Bessie Lee, CEO China at WPP's Group M
I left the hotel earlier than usual to beat the traffic. I'm not taking any chances with President Obama still in town today, but I arrived earlier than expected.
Group M reserved three rooms for our clients and staff to work on the bidding. By 8 a.m., most of the clients who were planning to bid arrived. We went into the bidding room at 8:15 a.m., and the event started exactly at 8:18 a.m., a most auspicious time.
The atmosphere was the same as previous years, with everybody in keen anticipation for the auction to start. CCTV got everyone in the mood with their top TV hosts all out in full force on-stage to welcome everyone. GroupM has its own section for its clients and agencies to the front-right of the stage.
The overall bidding this morning was more aggressive than I have seen in previous years. Bids for the World Cup 2010 and the Chinese New Year gala shows and news program time slots were fiercely contested by local enterprises. There was one slot that had two Chinese electronic appliance giants, Midea and Gree, fighting to win.

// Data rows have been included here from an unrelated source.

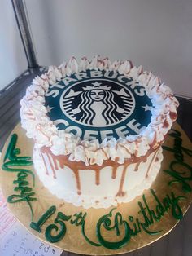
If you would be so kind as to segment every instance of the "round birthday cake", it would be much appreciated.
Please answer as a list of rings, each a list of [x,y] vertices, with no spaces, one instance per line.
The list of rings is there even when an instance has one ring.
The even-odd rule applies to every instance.
[[[75,205],[107,208],[151,186],[178,102],[141,66],[96,56],[50,67],[20,105],[44,186]]]

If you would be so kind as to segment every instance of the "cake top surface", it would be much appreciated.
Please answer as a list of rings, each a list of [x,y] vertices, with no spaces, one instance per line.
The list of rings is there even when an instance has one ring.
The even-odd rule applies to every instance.
[[[66,76],[49,87],[45,99],[59,130],[99,143],[138,135],[151,117],[145,88],[118,71],[87,69]]]
[[[38,147],[102,165],[157,148],[177,119],[169,87],[129,60],[72,57],[33,79],[20,102],[21,125]]]

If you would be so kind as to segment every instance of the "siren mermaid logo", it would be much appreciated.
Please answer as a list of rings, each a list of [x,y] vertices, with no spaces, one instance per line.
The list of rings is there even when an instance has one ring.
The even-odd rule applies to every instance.
[[[79,82],[63,91],[63,113],[74,121],[94,127],[106,127],[128,118],[135,108],[132,92],[107,79]]]

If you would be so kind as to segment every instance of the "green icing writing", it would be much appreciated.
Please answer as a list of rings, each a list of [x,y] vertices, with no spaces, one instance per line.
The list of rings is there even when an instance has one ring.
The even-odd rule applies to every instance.
[[[185,192],[191,192],[191,187],[189,181],[192,179],[192,168],[185,162],[184,153],[192,157],[192,151],[182,147],[181,135],[179,131],[173,130],[173,133],[170,134],[174,139],[173,148],[164,147],[164,150],[173,152],[175,159],[170,163],[169,170],[164,170],[164,172],[171,175],[174,179],[169,182],[169,185],[175,183],[182,184],[182,189]],[[180,170],[178,170],[180,168]],[[181,168],[185,170],[181,171]],[[190,174],[188,174],[190,173]],[[23,176],[24,178],[24,176]],[[27,185],[27,183],[21,183]],[[180,202],[183,200],[187,200],[187,197],[183,196],[176,196],[171,192],[167,194],[162,200],[156,195],[155,190],[150,190],[153,201],[156,203],[155,207],[151,209],[147,201],[145,194],[142,196],[142,200],[137,202],[138,205],[138,218],[129,216],[123,218],[120,212],[115,212],[116,208],[113,208],[110,212],[102,216],[96,224],[96,237],[98,242],[91,241],[85,232],[86,216],[87,213],[76,213],[72,217],[67,216],[64,214],[59,212],[57,218],[55,220],[55,224],[50,224],[46,228],[45,236],[47,241],[55,243],[63,239],[66,234],[67,227],[64,222],[70,220],[69,223],[76,227],[81,227],[81,233],[85,240],[93,246],[104,246],[110,249],[118,249],[129,243],[130,239],[137,236],[142,232],[149,235],[158,235],[162,232],[162,230],[151,230],[151,227],[156,222],[159,222],[163,216],[169,210],[172,211],[172,216],[180,220],[183,217]],[[26,192],[26,191],[25,191]],[[28,191],[28,192],[30,192]],[[51,206],[39,219],[35,223],[31,223],[30,227],[38,232],[41,232],[40,228],[45,222],[55,212],[55,206]],[[60,229],[55,224],[59,224]],[[52,231],[59,232],[57,235],[53,236]],[[104,232],[105,231],[105,232]],[[111,234],[109,236],[109,233]],[[107,237],[114,237],[114,241],[109,241]]]
[[[59,212],[57,214],[57,218],[55,220],[55,223],[58,223],[60,225],[60,232],[56,236],[51,235],[53,230],[55,230],[57,232],[59,228],[55,224],[49,225],[46,227],[45,233],[46,240],[50,243],[56,243],[59,241],[62,238],[63,238],[66,233],[66,225],[64,223],[64,221],[69,220],[71,217],[71,215],[67,216],[63,213]]]
[[[173,179],[168,183],[169,185],[179,183],[181,183],[182,189],[185,192],[191,192],[192,188],[189,181],[192,180],[192,167],[185,162],[184,153],[191,157],[192,150],[182,146],[181,134],[178,130],[174,129],[172,129],[172,130],[173,132],[169,134],[169,136],[174,138],[173,148],[163,146],[163,148],[172,152],[175,160],[170,163],[169,169],[164,170],[164,171],[173,178]],[[181,170],[183,170],[181,171]]]
[[[85,224],[87,213],[76,213],[72,217],[68,216],[64,214],[59,212],[57,218],[55,220],[55,224],[50,224],[46,228],[45,236],[47,241],[51,243],[55,243],[63,239],[66,234],[67,227],[64,222],[70,220],[69,223],[76,227],[81,226],[81,233],[85,240],[93,246],[104,246],[110,249],[118,249],[122,248],[130,241],[131,237],[137,236],[142,232],[145,232],[149,235],[158,235],[162,230],[152,231],[150,230],[150,227],[155,222],[160,221],[162,217],[169,210],[172,210],[172,216],[176,219],[181,219],[183,217],[182,210],[180,206],[180,201],[185,200],[185,196],[176,196],[172,192],[170,195],[166,195],[164,198],[160,199],[156,195],[153,189],[151,189],[151,193],[154,197],[154,201],[156,202],[155,209],[151,209],[149,206],[146,196],[142,196],[142,201],[138,201],[138,214],[139,218],[134,218],[133,216],[128,216],[127,218],[123,218],[122,214],[120,212],[113,214],[116,208],[113,208],[110,212],[102,216],[96,224],[96,236],[98,241],[94,242],[91,241],[85,233]],[[56,207],[50,207],[45,214],[39,218],[37,223],[32,222],[30,227],[41,232],[41,227],[48,220],[48,218],[55,213]],[[55,224],[59,224],[60,229]],[[52,232],[59,232],[57,235],[53,235]],[[106,232],[103,232],[103,230]],[[113,237],[116,234],[117,241],[111,241],[107,240],[104,237],[106,232],[112,232]],[[118,240],[120,233],[124,233],[123,238]],[[107,237],[108,235],[107,235]],[[110,236],[111,237],[111,236]],[[122,237],[122,236],[121,236]]]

There are a couple of reasons to explain the bidding frenzy this year: The first-tier provincial satellite TV rates have gone up in 2009, due to better programming and higher viewership. With the recent passage of SARFT Article 17 (which will result in less commercial TV airtime available in 2010), TV rates for these provincial satellite TV channels will be expected to inflate even higher next year, making CCTV rates and coverage look very competitive and cost-efficient, hence the much higher demand and limited supply at today's CCTV auction.
Even the pre-bidding negotiation with advertisers were more controlled and regulated than previous years as a result of the limited supply. Just looking at this morning, the auction was very much dominated by local enterprises like previous years, but we have more multinationals bidding this year for the reasons above.